On the Fulcrum of History

I suspect this assessment (via Real Clear World) of George W. Bush's Middle East policies is on the mark.

The Arab Spring's outcome will take decades to work out. We must remain engaged and work the problem as an opportunity and not look away is if the unrest is a curse. I think this is about right:

Did the fall of Saddam break the myth about the power of such dictatorships? It is not unrealistic to think that Saddam’s trial could have planted the idea that dictators may face a reckoning in the end. How much did this contribute to the Arab Spring? The Berlin Wall did not fall because somebody kicked it: the ideas propping it up collapsed much earlier, with the Mikhail Gorbachev’s reforms in Russia. The idea that the Arab Spring was triggered by a self-immolating street trader in an obscure Tunisian town is just not credible. ...

A philosopher with an Iraqi background asks the rhetorical question: ‘A young man from the city of Al-Salt in Jordan decides to infiltrate Iraq and blow himself up in a book market together with a couple of hundred people. His family celebrate his martyrdom and people in the area congratulate them on that glory. Why is that the fault of George Bush?’

The US certainly bit off more than it could chew in Iraq, but this may have shaken the region out of stagnation that has dominated the lives of at least two gene-rations. It may take another generation to be able to evaluate the true impact.

I take exception to the notion that we bit off more than we could chew in Iraq. We did win, after all. Yes, the war was more difficult than envisioned. But that was because of our enemies and allies--not because of Saddam's power of resistance--as the author even admits:

How much of the chaos that followed the removal of Saddam was caused by the regimes that the US was ‘engaging’ with? Syria and Iran openly promoted the chaos; but Egypt, Turkey, Saudi Arabia, Libya, Yemen and even the UAE sheikhdoms didn’t help. In invading Iraq, was the US fighting against the whole regional system?

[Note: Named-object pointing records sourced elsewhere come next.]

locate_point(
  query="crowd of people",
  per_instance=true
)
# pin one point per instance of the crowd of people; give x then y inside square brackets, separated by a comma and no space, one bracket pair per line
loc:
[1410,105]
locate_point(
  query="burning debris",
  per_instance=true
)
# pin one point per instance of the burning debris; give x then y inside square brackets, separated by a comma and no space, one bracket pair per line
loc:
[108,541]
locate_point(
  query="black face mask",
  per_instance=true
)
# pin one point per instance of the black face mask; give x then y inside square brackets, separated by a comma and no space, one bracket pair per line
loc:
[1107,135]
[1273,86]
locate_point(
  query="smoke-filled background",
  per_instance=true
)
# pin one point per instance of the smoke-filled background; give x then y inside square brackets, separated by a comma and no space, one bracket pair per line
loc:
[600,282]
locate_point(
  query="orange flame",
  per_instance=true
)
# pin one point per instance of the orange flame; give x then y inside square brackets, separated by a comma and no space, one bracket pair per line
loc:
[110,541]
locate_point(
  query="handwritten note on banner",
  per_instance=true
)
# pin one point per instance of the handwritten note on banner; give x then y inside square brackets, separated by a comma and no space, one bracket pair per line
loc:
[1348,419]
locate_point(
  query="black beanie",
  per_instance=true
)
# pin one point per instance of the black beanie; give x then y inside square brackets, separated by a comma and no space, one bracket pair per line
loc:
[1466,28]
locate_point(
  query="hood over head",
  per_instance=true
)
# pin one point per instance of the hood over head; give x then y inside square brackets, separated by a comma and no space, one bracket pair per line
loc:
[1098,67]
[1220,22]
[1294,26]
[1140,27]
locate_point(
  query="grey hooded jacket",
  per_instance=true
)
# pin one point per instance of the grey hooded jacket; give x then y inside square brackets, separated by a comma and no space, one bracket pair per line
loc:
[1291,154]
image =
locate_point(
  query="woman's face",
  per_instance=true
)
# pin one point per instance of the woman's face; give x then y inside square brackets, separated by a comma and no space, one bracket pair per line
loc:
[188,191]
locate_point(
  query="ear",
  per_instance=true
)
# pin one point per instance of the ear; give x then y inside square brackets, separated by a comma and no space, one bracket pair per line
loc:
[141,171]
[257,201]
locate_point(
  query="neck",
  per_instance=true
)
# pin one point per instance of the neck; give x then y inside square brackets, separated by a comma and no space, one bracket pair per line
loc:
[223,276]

Yes, our enemies, Syria, Iran, and al Qaeda, fought us in Iraq. But our regional allies at best refused to help us because these largely Sunni governments hated the idea of a Shia-led Arab government. At worst, they allowed their own jihadis 9and the cash to sustain their murder sprees) to flow to Iraq so we would kill them there. We had to chew longer and harder to digest the war, but we did it.

Notwithstanding that, do read the whole thing. As I wrote many years ago, when the history of the Middle East for this era is written, Bush 43 may well be known as George the Liberator:

Our victory in Iraq will change the rules in a region still frozen in the Cold War era standards of strongmen who rule without regard to their people or their well being. When the history of the Middle East in this era is written, President Bush may well be known as George the Liberator.

A self-immolating vendor in Tunisia was surely the proximate cause of the Arab Spring. The underlying cause is yet to be fully explored. We may require historians not so invested in their ahistorical anti-war opinions.